Quelle: Der Airflow-Guide: So platziert man Gehaeuseluefter richtig - Hardwareluxx
(zzgl. 15 Jahren Luftkühlungserfahrung...)


----------



## LastManStanding (24. Juni 2019)

*AW: Pc Gehäuse wird sehr heiß*

Und was spricht gegen 3 Lüfter rein und einer raus?
Durch die Wabenstruktur im Deckel geht bei 3 einblasenden Lüfter genug raus! Ich hab noch mein damaliges Corsair 750D stehen und ich errinnere mich, bei in meinem Fall 2x 140mm rein(etwa 500rpm Death Silence) und 1x 140mm raus ging beim Zocken unheimlich viel warme Luft Oben raus ohne Lüfter im Deckel. Zusätzlich saugende Lüfter im Deckel haben die Gehäusetemp. Nur Maginal gesenkt-Dafür waren aber die Komponenten  kühler  IN MEINEM Fall natürlich!


----------



## HardlineAMD (24. Juni 2019)

*AW: Pc Gehäuse wird sehr heiß*

Mach mal ein Foto vom Innenraum.
@Über mir
Physikalisch kann in einem Gehäuse sehr viel passieren.
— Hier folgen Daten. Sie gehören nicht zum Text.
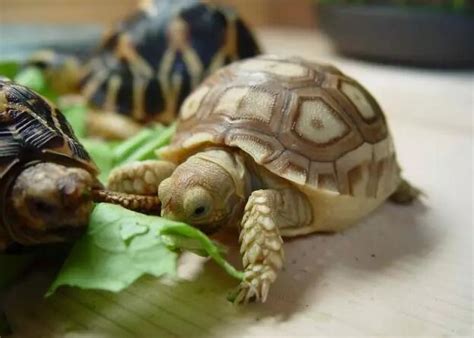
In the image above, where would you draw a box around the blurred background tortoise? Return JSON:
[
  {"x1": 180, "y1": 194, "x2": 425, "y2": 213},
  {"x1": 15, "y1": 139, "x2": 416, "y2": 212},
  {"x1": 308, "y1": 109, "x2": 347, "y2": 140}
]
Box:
[
  {"x1": 28, "y1": 0, "x2": 260, "y2": 138},
  {"x1": 109, "y1": 56, "x2": 418, "y2": 302},
  {"x1": 0, "y1": 78, "x2": 161, "y2": 252}
]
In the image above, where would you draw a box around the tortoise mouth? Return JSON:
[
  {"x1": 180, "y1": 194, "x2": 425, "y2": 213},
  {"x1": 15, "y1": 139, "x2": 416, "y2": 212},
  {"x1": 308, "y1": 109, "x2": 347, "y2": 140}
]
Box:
[{"x1": 12, "y1": 225, "x2": 87, "y2": 246}]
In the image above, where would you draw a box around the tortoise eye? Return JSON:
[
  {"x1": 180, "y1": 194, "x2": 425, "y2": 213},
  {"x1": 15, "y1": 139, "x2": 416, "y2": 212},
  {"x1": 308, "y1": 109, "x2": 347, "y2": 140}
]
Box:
[
  {"x1": 194, "y1": 207, "x2": 206, "y2": 216},
  {"x1": 33, "y1": 201, "x2": 55, "y2": 214}
]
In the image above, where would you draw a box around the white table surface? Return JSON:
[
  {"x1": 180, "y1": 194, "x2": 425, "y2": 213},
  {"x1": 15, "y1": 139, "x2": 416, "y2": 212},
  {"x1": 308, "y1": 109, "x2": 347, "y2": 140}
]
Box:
[{"x1": 3, "y1": 29, "x2": 474, "y2": 337}]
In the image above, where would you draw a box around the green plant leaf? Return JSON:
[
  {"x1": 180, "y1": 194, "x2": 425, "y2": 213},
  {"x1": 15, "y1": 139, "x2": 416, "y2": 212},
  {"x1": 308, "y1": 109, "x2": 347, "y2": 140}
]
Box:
[
  {"x1": 47, "y1": 203, "x2": 242, "y2": 295},
  {"x1": 115, "y1": 125, "x2": 176, "y2": 165},
  {"x1": 0, "y1": 254, "x2": 35, "y2": 291},
  {"x1": 0, "y1": 61, "x2": 20, "y2": 79}
]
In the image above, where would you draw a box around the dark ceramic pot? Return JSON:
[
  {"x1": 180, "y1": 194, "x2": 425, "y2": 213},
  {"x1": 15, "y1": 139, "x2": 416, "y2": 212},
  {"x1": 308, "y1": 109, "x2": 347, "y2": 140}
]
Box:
[{"x1": 319, "y1": 4, "x2": 474, "y2": 67}]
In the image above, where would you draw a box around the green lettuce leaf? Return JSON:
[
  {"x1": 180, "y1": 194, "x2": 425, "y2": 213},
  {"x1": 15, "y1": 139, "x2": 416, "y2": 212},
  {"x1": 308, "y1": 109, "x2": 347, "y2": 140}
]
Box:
[{"x1": 47, "y1": 203, "x2": 242, "y2": 296}]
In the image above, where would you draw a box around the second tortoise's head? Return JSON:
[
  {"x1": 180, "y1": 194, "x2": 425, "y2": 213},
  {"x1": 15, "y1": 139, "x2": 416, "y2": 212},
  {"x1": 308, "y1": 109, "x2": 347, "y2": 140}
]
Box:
[
  {"x1": 158, "y1": 150, "x2": 250, "y2": 234},
  {"x1": 9, "y1": 163, "x2": 96, "y2": 245}
]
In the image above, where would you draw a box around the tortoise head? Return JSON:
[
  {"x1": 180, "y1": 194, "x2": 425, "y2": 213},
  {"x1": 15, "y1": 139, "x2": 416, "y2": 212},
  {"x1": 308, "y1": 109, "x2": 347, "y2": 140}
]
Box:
[
  {"x1": 10, "y1": 163, "x2": 96, "y2": 245},
  {"x1": 158, "y1": 150, "x2": 245, "y2": 234}
]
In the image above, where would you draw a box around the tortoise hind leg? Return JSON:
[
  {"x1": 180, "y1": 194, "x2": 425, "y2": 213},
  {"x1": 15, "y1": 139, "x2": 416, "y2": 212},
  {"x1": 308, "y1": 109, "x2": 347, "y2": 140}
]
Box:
[
  {"x1": 230, "y1": 188, "x2": 312, "y2": 304},
  {"x1": 107, "y1": 160, "x2": 176, "y2": 196},
  {"x1": 390, "y1": 179, "x2": 423, "y2": 205}
]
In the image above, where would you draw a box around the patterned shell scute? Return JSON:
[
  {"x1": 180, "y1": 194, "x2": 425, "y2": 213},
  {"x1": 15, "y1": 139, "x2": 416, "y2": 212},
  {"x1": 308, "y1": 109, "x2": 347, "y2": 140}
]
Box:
[
  {"x1": 168, "y1": 56, "x2": 399, "y2": 197},
  {"x1": 81, "y1": 0, "x2": 259, "y2": 122},
  {"x1": 0, "y1": 80, "x2": 96, "y2": 178}
]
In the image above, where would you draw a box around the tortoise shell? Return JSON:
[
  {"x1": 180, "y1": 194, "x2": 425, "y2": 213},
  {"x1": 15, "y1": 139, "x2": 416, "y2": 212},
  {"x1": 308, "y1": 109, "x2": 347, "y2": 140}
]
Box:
[
  {"x1": 160, "y1": 56, "x2": 400, "y2": 197},
  {"x1": 81, "y1": 0, "x2": 259, "y2": 122},
  {"x1": 0, "y1": 78, "x2": 97, "y2": 236}
]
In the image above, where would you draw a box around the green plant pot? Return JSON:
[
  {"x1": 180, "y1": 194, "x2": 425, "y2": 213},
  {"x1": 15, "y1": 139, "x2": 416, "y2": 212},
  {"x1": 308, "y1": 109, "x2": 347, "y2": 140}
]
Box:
[{"x1": 319, "y1": 4, "x2": 474, "y2": 67}]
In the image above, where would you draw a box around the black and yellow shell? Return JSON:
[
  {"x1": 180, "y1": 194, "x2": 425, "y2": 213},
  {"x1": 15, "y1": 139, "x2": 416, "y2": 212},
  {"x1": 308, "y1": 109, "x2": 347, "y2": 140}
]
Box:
[
  {"x1": 81, "y1": 0, "x2": 259, "y2": 122},
  {"x1": 0, "y1": 78, "x2": 97, "y2": 236}
]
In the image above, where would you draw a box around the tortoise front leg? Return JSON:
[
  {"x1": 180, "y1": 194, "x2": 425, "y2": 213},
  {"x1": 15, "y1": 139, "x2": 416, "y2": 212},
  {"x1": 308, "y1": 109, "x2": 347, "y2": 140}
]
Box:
[
  {"x1": 107, "y1": 160, "x2": 176, "y2": 196},
  {"x1": 234, "y1": 189, "x2": 311, "y2": 303}
]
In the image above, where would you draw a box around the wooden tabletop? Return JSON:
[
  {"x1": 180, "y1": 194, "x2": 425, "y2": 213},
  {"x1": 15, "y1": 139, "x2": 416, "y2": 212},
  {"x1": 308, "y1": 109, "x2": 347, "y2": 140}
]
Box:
[{"x1": 3, "y1": 29, "x2": 474, "y2": 338}]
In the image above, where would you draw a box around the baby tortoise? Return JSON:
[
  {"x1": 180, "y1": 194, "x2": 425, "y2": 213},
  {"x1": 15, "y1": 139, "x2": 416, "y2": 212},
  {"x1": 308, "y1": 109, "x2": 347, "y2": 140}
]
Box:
[
  {"x1": 0, "y1": 78, "x2": 161, "y2": 252},
  {"x1": 25, "y1": 0, "x2": 259, "y2": 138},
  {"x1": 109, "y1": 56, "x2": 418, "y2": 303}
]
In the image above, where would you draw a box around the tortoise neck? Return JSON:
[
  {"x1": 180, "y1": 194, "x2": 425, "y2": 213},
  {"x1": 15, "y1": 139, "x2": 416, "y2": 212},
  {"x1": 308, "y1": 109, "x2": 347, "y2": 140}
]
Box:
[{"x1": 193, "y1": 148, "x2": 253, "y2": 200}]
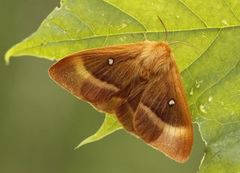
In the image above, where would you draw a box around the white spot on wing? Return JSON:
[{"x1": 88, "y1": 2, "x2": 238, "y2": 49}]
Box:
[
  {"x1": 108, "y1": 58, "x2": 114, "y2": 65},
  {"x1": 168, "y1": 99, "x2": 176, "y2": 106}
]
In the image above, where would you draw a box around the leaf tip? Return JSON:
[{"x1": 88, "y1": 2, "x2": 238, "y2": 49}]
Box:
[{"x1": 4, "y1": 49, "x2": 13, "y2": 65}]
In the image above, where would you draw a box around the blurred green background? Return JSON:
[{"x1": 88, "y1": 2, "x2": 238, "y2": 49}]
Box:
[{"x1": 0, "y1": 0, "x2": 204, "y2": 173}]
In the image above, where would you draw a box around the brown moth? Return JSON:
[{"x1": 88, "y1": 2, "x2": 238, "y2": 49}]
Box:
[{"x1": 49, "y1": 24, "x2": 193, "y2": 162}]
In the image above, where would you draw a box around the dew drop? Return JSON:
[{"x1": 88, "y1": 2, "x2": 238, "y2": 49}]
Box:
[
  {"x1": 222, "y1": 19, "x2": 229, "y2": 26},
  {"x1": 199, "y1": 104, "x2": 207, "y2": 114},
  {"x1": 208, "y1": 96, "x2": 213, "y2": 102},
  {"x1": 189, "y1": 88, "x2": 193, "y2": 96},
  {"x1": 195, "y1": 80, "x2": 203, "y2": 88},
  {"x1": 118, "y1": 23, "x2": 127, "y2": 30}
]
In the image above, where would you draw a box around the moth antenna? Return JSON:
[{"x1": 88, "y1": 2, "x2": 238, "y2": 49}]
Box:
[
  {"x1": 157, "y1": 16, "x2": 168, "y2": 41},
  {"x1": 168, "y1": 41, "x2": 200, "y2": 53}
]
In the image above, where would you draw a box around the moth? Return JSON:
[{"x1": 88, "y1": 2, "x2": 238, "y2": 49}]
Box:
[{"x1": 49, "y1": 23, "x2": 193, "y2": 162}]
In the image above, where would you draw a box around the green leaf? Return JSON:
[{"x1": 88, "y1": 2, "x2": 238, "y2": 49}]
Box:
[
  {"x1": 5, "y1": 0, "x2": 240, "y2": 173},
  {"x1": 75, "y1": 115, "x2": 122, "y2": 149}
]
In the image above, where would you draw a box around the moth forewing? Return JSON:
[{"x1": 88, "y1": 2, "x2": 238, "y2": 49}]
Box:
[{"x1": 49, "y1": 41, "x2": 193, "y2": 162}]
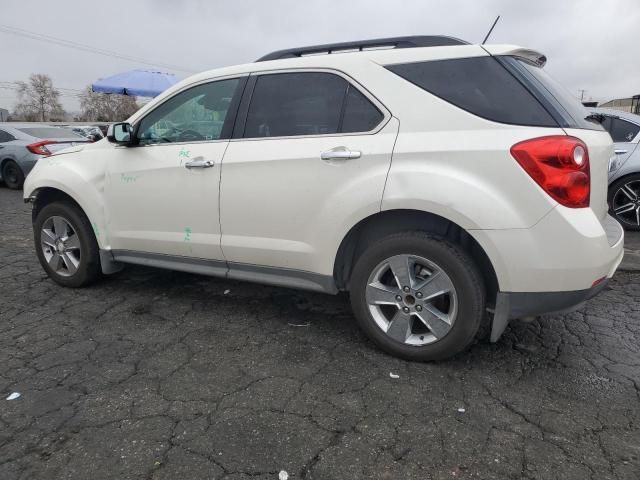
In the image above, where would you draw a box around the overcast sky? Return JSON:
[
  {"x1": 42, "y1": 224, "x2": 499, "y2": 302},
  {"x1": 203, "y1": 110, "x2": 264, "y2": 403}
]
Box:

Da können 20 Lüfter reinblasen und es tut sich fast garnichts.


----------



## Rotkaeppchen (25. Juni 2019)

*AW: Pc Gehäuse wird sehr heiß*



xZnak3_ schrieb:


> Sollte ich weitere Lüfter einbauen


Ja, das geht rein ; Corsair Carbide Series 275R schwarz, Glasfenster ab €'*'69,85 (2019) | Preisvergleich Geizhals Deutschland

=> vorne 2 x120mm (oder dreimal, wie Du willst)
hinten  1 x 120mm
oben 1 x 140mm





			Dieser Inhalt steht nur eingeloggten Mitgliedern zur Verfügung.
        

 


			Dieser Inhalt steht nur eingeloggten Mitgliedern zur Verfügung.
        

 


			Dieser Inhalt steht nur eingeloggten Mitgliedern zur Verfügung.
        



Der Effekt ist bei Dir größer als im Test, weil Du mehr Abwärme hast.

*Lüfterempfehlung*
Gute und billige Lüfter:
Arctic F12 PWM PST, 120mm ab €'*'4,35 (2019) | Preisvergleich Geizhals Deutschland
Arctic F14 PWM PST ab €'*'5,80 (2019) | Preisvergleich Geizhals Deutschland

schöne und gute Lüfter: 3-PIN, um PWM Klackern zu vermeiden
be quiet! Shadow Wings SW1 Mid-Speed, 120mm ab €'*'13,89 (2019) | Preisvergleich Geizhals Deutschland
be quiet! Shadow Wings SW1 Mid-Speed, 140mm ab €'*'13,47 (2019) | Preisvergleich Geizhals Deutschland

Leistungsstarke und leise Lüfter, auch 3-PIN
https://geizhals.de/fractal-design-venturi-hf-12-fd-fan-vent-hf12-bk-a1266890.html?hloc=at&hloc=de
https://geizhals.de/fractal-design-venturi-hf-14-fd-fan-vent-hf14-bk-a1266896.html?hloc=at&hloc=de




LastManStanding schrieb:


> Und was spricht gegen 3 Lüfter rein und einer raus?


Nichts bei dem Gehäuse



HardlineAMD schrieb:


> Physikalisch kann in einem Gehäuse sehr viel  passieren. Da können 20 Lüfter reinblasen und es tut sich fast  garnichts.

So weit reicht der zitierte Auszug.